Eindarrest in zaak DTZ Zadelhoff vof: bemiddelingsdiensten zijn vrijgesteld
Samenvatting
Belanghebbende is actief in de vastgoedsector. Zij heeft bemiddelingsdiensten verricht jegens opdrachtgevers die middellijk onroerende zaken in eigendom hebben. Die diensten hebben ertoe geleid dat de opdrachtgevers hun aandelen in de dochtervennootschappen die de onroerende zaken bezitten, hebben verkocht aan derden. Belanghebbende heeft voor deze diensten geen omzetbelasting berekend, omdat zij van mening is dat zij vrijgestelde bemiddelingshandelingen inzake effecten (art. 11, lid 1, letter 1, Wet OB 1968) heeft verricht. De inspecteur heeft nageheven, omdat zijns inziens sprake is van een belaste bemiddeling bij een onroerendgoedtransactie. De Hoge Raad heeft prejudiciële vragen gesteld (HR 22 april 2011, NTFR 2011/1620). Na beantwoording van die vragen door het Hof van Justitie (HvJ 5 juli 2012, zaak C-259/11, NTFR 2012/1766), stelt de Hoge Raad in het onderhavige arrest belanghebbende in het gelijk.
(Cassatieberoep gegrond.)
Feiten
Belanghebbende is actief in de vastgoedsector. Zij heeft bemiddelingsdiensten verricht jegens opdrachtgevers die middellijk onroerende zaken in eigendom hebben. Die diensten hebben ertoe geleid dat de opdrachtgevers hun aandelen in de dochtervennootschappen die de onroerende zaken bezitten, hebben verkocht aan derden.
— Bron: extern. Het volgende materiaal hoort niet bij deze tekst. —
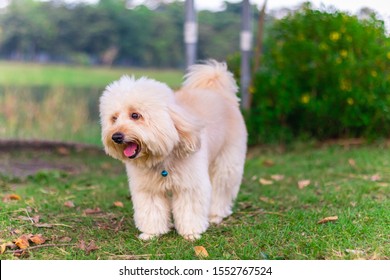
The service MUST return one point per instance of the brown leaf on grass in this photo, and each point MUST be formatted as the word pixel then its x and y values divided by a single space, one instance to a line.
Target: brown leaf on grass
pixel 354 252
pixel 9 197
pixel 37 239
pixel 69 204
pixel 328 219
pixel 268 162
pixel 87 248
pixel 303 184
pixel 3 247
pixel 15 231
pixel 265 181
pixel 89 211
pixel 201 252
pixel 277 177
pixel 22 242
pixel 267 200
pixel 43 225
pixel 352 162
pixel 21 254
pixel 375 177
pixel 34 219
pixel 63 151
pixel 118 204
pixel 65 239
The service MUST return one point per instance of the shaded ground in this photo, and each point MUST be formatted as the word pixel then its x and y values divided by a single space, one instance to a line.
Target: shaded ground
pixel 23 158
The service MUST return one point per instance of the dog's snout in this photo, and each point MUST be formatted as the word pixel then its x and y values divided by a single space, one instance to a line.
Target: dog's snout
pixel 118 137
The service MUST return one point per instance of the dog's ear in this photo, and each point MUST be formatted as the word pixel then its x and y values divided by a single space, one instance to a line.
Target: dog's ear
pixel 189 130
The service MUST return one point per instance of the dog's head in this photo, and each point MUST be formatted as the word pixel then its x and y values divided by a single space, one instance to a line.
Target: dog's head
pixel 142 123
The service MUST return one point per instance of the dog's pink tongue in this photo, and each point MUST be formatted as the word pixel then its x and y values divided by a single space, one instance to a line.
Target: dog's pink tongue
pixel 130 149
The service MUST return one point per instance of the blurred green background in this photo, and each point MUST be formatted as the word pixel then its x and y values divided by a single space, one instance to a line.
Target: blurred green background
pixel 323 73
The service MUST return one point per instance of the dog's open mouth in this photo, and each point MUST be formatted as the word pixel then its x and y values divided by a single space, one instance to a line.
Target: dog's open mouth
pixel 132 149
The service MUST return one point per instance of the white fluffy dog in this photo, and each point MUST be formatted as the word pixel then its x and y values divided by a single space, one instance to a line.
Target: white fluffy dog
pixel 184 152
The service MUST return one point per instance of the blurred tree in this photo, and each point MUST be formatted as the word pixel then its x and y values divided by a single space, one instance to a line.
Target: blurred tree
pixel 111 31
pixel 324 74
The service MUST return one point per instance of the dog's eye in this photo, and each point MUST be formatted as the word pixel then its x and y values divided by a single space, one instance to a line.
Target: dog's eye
pixel 135 116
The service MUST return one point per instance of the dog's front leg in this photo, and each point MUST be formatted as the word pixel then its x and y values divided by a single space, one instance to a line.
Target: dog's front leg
pixel 151 213
pixel 190 210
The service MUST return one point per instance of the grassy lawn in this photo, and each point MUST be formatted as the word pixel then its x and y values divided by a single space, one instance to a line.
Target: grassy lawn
pixel 77 207
pixel 22 74
pixel 59 102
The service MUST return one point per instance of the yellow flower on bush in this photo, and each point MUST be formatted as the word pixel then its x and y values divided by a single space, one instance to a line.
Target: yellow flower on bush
pixel 323 46
pixel 343 53
pixel 305 98
pixel 334 36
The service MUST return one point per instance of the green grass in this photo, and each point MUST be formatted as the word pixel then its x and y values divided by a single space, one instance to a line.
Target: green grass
pixel 27 75
pixel 274 221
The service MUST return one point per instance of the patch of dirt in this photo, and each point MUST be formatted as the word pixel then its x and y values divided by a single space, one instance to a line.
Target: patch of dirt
pixel 23 158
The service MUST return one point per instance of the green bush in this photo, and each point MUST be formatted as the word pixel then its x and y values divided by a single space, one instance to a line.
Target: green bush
pixel 324 74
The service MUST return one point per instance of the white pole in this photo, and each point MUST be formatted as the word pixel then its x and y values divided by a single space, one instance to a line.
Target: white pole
pixel 245 46
pixel 190 32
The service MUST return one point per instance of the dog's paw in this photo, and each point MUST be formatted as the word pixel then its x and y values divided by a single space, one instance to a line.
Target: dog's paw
pixel 147 236
pixel 191 237
pixel 215 219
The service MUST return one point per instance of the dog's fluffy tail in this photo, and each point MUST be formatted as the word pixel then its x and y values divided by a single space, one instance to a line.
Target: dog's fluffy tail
pixel 212 75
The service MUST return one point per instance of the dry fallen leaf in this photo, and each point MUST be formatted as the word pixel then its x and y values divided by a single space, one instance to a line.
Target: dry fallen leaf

Belanghebbende heeft voor deze diensten geen omzetbelasting berekend, omdat zij van mening is dat zij vrijgestelde bemiddelingshandelingen inzake effecten (art. 11, lid 1, letter 1, Wet OB 1968) heeft verricht. De inspecteur heeft nageheven, omdat zijns inziens sprake is van een belaste bemiddeling bij een onroerendgoedtransactie. De Hoge Raad heeft prejudiciële vragen gesteld (HR 22 april 2011, NTFR 2011/1620).